Consider a real symmetric matrix $P$ that is partitioned as
$$
P = \begin{bmatrix}
A & AB \\
B^\top A & C+B^\top A B
\end{bmatrix},
$$
where P is singular, while $A$ is positive definite, and $C$ is a non-zero matrix.
I am wondering if the following relation is true:
\begin{equation}
Det(P) = \det(A) Det(C), \quad (1)
\end{equation}
where $Det$ denotes the pseudo determinant, i.e. $Det(P)$ is the product of all the non-zero eigenvalues of $P$.

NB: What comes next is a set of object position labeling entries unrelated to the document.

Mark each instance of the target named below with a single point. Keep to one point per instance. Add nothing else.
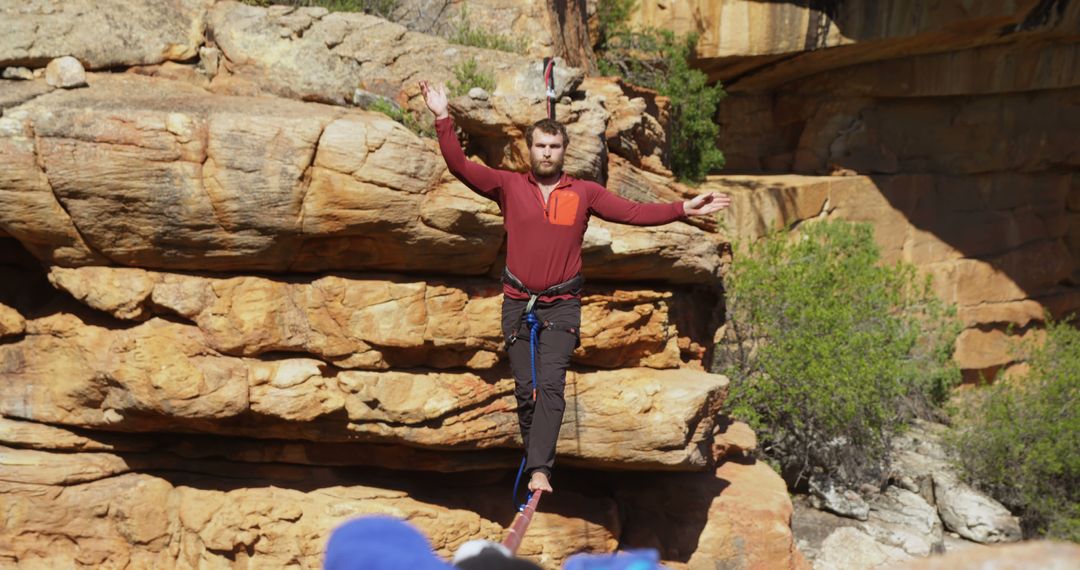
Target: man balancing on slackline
(544, 213)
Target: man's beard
(540, 170)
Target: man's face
(547, 153)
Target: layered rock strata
(264, 311)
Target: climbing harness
(571, 286)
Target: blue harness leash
(535, 325)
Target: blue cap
(639, 559)
(380, 543)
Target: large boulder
(972, 514)
(162, 376)
(213, 182)
(382, 323)
(102, 34)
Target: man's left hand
(706, 204)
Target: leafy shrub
(831, 352)
(469, 75)
(1020, 439)
(382, 9)
(467, 34)
(404, 117)
(659, 59)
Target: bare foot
(539, 480)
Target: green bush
(831, 352)
(467, 34)
(659, 59)
(469, 75)
(379, 8)
(404, 117)
(1020, 439)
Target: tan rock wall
(267, 311)
(962, 116)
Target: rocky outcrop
(1048, 555)
(927, 220)
(315, 188)
(379, 323)
(959, 114)
(273, 311)
(91, 31)
(923, 510)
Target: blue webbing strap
(530, 319)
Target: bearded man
(544, 214)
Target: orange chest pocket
(563, 207)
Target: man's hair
(550, 126)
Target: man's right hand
(435, 97)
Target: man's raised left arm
(612, 207)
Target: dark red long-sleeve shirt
(543, 241)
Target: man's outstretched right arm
(481, 179)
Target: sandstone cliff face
(956, 120)
(239, 310)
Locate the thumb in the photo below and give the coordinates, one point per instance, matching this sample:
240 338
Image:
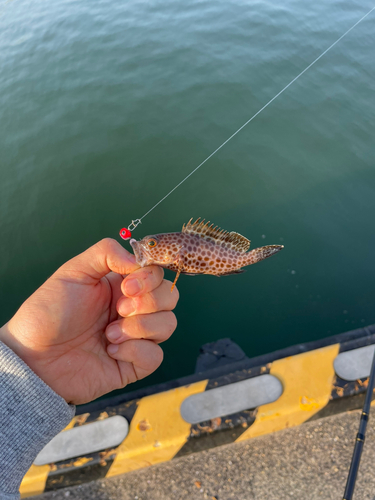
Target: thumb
105 256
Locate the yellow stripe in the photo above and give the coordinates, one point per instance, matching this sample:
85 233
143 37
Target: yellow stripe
307 382
34 481
157 430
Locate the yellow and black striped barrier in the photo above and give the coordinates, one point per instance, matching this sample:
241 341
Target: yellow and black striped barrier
297 384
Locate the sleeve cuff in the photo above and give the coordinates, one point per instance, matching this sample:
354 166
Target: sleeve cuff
31 414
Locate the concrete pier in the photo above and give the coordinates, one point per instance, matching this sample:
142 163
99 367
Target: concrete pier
308 462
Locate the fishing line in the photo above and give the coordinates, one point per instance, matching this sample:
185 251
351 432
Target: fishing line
136 222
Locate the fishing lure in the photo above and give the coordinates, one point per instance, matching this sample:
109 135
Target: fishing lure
200 248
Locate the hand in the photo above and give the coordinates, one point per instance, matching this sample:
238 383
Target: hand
66 330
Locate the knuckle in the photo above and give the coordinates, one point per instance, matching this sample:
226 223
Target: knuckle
138 326
170 322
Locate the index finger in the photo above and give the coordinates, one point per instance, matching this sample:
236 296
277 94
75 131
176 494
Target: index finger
97 261
142 281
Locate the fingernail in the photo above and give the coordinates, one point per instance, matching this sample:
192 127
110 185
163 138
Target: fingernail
113 332
112 348
133 286
126 308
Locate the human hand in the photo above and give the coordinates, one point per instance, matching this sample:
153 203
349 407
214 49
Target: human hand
63 331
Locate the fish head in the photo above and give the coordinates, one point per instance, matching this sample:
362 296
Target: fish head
158 249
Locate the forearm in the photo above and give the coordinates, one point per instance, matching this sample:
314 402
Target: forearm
31 414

The above relation is straightforward when only the determinant is concerned, in which case we can apply the following formula:
$$
\det(P) = \det(A) \det[(C+B^\top A B) – (B^\top A) A^{-1} (AB) ] = \det(A) \det(C).
$$
However, I do not know if $(1)$ holds.
Best Answer
This doesn't hold. E.g. when $A=B=1$ and $C=0$, we have $$ P=\pmatrix{1&1\\ 1&1} $$ and hence $$ Det(P)=2\ne 1=\det(A)Det(C).\tag{2} $$
This counterexample can be easily extended to the case where $C$ is nonzero or even entrywise nonzero. First, by appending $1$s to $A,B$ and $C$, i.e. when $A=B=I_2$ and $C=\operatorname{diag}(0,1)$, the new $P$ is (by a simultaneous permutation of rows and columns) similar to $\pmatrix{1&1\\ 1&1}\oplus\pmatrix{1&1\\ 1&2}$. Therefore $Det(P)=2$ and the inequation $(2)$ still holds. Next, to make $C$ entrywise nonzero, we can simply replace $C$ by $QCQ^T$ for some appropriate real orthogonal matrix $Q$. In particular, the inequation $(2)$ is still true when $A=B=I_2$ and $$ C=\left[\frac{1}{\sqrt{2}}\pmatrix{1&1\\ 1&-1}\right]\pmatrix{0&0\\ 0&1}\left[\frac{1}{\sqrt{2}}\pmatrix{1&1\\ 1&-1}\right]=\frac12\pmatrix{1&-1\\ -1&1}. $$